Finally, it's here! ? Firestore's Full Text Search (Vector Search)

Has the moment finally arrived? The ability to perform full-text searches directly within Firestore—something that previously required the use of third-party services—is now a reality!

Assumption
Overview of Steps
Creating a Google Cloud Function
Configuration of Google’s Vertex AI
Calculation of Vectors for Vector Search
Creation of Index for Vector Search
Execution Code for Vector Search in Firestore
Conclusion

Assumption

This article introduces the implementation of full-text search using vector search in Firestore. It’s important to note that the feature discussed here is currently in preview and, as such, the code provided may become inexecutable upon official release. For those interested in the technical specifics of vector search, Google provides comprehensive documentation which can serve as a reference.
official：https://firebase.google.com/docs/firestore/vector-search

The function and Vertex AI used in this process will incur costs. Ensure you check the pricing and understand the billing implications before proceeding.
Vertex AI：https://cloud.google.com/vertex-ai/generative-ai/pricing?hl=en

Overview of Steps

Though a separate article will detail vector search, this guide focuses on using
Google’s Vertex AI for calculating vectors essential for vector search.
Currently, vector searches can only be conducted using Python or JavaScript (Node.js),
necessitating the use of Google Cloud Function for execution.

The necessary preparations include:

Creating a Google Cloud Function
Configuring Vertex AI
Acquiring Vectors
Creating an Index
Executing Vector Search in Firestore

Each of these steps is elaborated upon below.

Creating a Google Cloud Function

The environment for the Cloud Functions created for this tutorial is as follows:

2nd gen
Https Trigger
Python3.12

It is crucial to set the runtime environment variable

　name：GOOGLE_CLOUD_PROJECT
　value：<project ID> (Note that this is not the project name)

We are using the 2nd generation (2nd gen) because it creates Cloud Run upon GCF creation, which is necessary for linking with Vertex AI.

Configuration of Google’s Vertex AI

Link Vertex AI to Cloud Run of the Function.
(Reference official: https://cloud.google.com/run/docs/integrate/vertex-ai?authuser=3&hl=en)

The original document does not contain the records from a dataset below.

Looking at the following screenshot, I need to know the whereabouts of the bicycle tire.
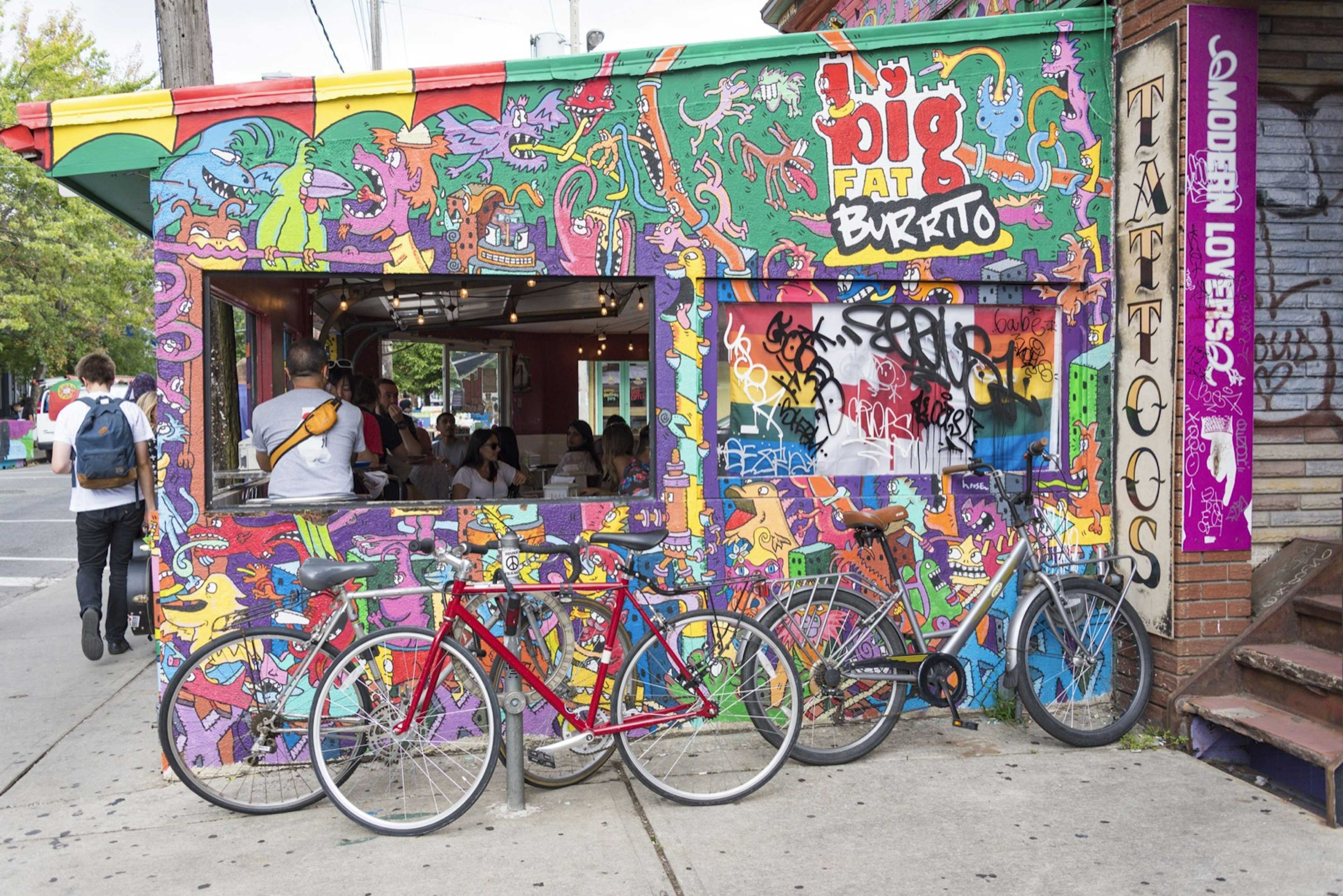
[490,598,630,790]
[310,626,501,837]
[751,588,909,766]
[612,609,802,806]
[158,626,357,815]
[1017,578,1154,747]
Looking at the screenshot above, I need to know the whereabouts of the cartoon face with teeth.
[340,144,420,239]
[1039,21,1096,148]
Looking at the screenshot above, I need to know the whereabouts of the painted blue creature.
[975,75,1026,156]
[149,118,275,234]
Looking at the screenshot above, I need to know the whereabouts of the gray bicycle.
[752,439,1154,764]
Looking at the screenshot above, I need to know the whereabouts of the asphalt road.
[0,464,78,607]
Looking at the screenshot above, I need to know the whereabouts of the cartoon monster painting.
[751,66,807,118]
[256,138,355,270]
[1036,234,1109,327]
[439,90,569,183]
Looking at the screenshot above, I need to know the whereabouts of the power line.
[307,0,345,74]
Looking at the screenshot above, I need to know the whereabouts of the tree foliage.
[392,343,457,403]
[0,4,155,378]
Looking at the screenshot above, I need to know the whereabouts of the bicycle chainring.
[916,653,966,708]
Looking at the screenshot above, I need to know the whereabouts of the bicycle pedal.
[526,750,555,768]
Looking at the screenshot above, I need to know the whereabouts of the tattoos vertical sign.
[1182,7,1258,551]
[1115,26,1179,636]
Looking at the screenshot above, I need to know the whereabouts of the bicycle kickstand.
[937,677,979,731]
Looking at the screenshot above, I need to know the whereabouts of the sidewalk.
[0,579,1343,896]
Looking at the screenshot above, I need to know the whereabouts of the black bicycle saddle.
[298,559,377,591]
[588,529,667,551]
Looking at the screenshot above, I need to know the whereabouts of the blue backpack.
[75,395,136,489]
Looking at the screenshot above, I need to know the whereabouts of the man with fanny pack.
[253,338,374,500]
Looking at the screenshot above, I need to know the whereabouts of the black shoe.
[79,607,102,660]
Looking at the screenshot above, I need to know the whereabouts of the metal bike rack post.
[499,529,526,811]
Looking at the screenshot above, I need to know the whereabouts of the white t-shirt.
[51,392,155,513]
[453,461,517,499]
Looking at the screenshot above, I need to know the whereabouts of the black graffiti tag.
[844,305,1044,424]
[763,311,844,454]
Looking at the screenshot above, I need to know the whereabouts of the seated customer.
[453,430,526,501]
[602,423,634,494]
[555,421,602,488]
[619,426,651,494]
[253,338,372,500]
[434,411,466,473]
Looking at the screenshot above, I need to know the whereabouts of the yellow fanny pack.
[270,397,340,469]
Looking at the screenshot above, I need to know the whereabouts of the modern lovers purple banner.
[1182,7,1258,551]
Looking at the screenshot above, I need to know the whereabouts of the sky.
[60,0,777,83]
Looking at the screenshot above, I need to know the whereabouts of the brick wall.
[1115,0,1258,721]
[1255,0,1343,561]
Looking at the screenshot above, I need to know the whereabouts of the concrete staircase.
[1167,540,1343,826]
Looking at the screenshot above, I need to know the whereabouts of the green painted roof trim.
[505,7,1115,83]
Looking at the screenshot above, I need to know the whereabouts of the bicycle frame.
[392,579,718,738]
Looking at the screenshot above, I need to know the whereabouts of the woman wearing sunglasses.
[453,430,526,501]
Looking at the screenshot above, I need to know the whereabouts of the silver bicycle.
[759,439,1154,764]
[158,539,599,815]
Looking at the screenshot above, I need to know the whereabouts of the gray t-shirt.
[253,388,365,499]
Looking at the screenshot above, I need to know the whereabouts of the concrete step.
[1231,642,1343,695]
[1182,695,1343,772]
[1296,594,1343,623]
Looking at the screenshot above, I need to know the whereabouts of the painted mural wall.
[815,0,1049,28]
[21,11,1115,739]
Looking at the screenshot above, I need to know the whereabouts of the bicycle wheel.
[748,588,909,766]
[453,591,575,689]
[490,598,630,789]
[614,610,802,806]
[310,626,499,836]
[158,627,361,815]
[1017,579,1152,747]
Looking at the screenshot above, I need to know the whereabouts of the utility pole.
[155,0,215,90]
[368,0,383,71]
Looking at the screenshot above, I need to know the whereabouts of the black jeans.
[75,502,145,641]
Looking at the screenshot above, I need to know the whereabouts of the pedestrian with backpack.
[51,352,156,660]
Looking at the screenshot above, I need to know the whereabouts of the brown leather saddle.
[844,504,909,532]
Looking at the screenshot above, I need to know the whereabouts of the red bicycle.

Here are the steps for your reference:

Click the link under “Powered by Cloud Run” on the right side and move to Cloud Run.
Click the “Integrations” tab.
Click “Add integration.”
Click “Vertex AI – Generative AI,” set an arbitrary name, and click “submit.”
Note that the name must follow certain rules, or it will result in an error. If you have no specific preference, the default value is fine.
Approve if additional permissions are requested.

Calculation of Vectors for Vector Search

This time, since I am operating with owner permissions, no additional permissions have been set. However, during app development, it may be necessary to assign permissions for Vertex AI and Firestore to the account executing the Function.

Below is the code for calculating vectors using Vertex AI and storing data in Firestore. (Reference official: https://firebase.google.com/docs/firestore/vector-search)

functions-framework==3.*
google-cloud-firestore
google-cloud-aiplatform

import functions_framework
import os
# firestore
from google.cloud import firestore
from google.cloud.firestore_v1.vector import Vector
# Vertex AI
import vertexai
from vertexai.language_models import TextEmbeddingModel


# Project name (obtained from the environment)
MY_PROJECT_ID = os.environ.get("GOOGLE_CLOUD_PROJECT") 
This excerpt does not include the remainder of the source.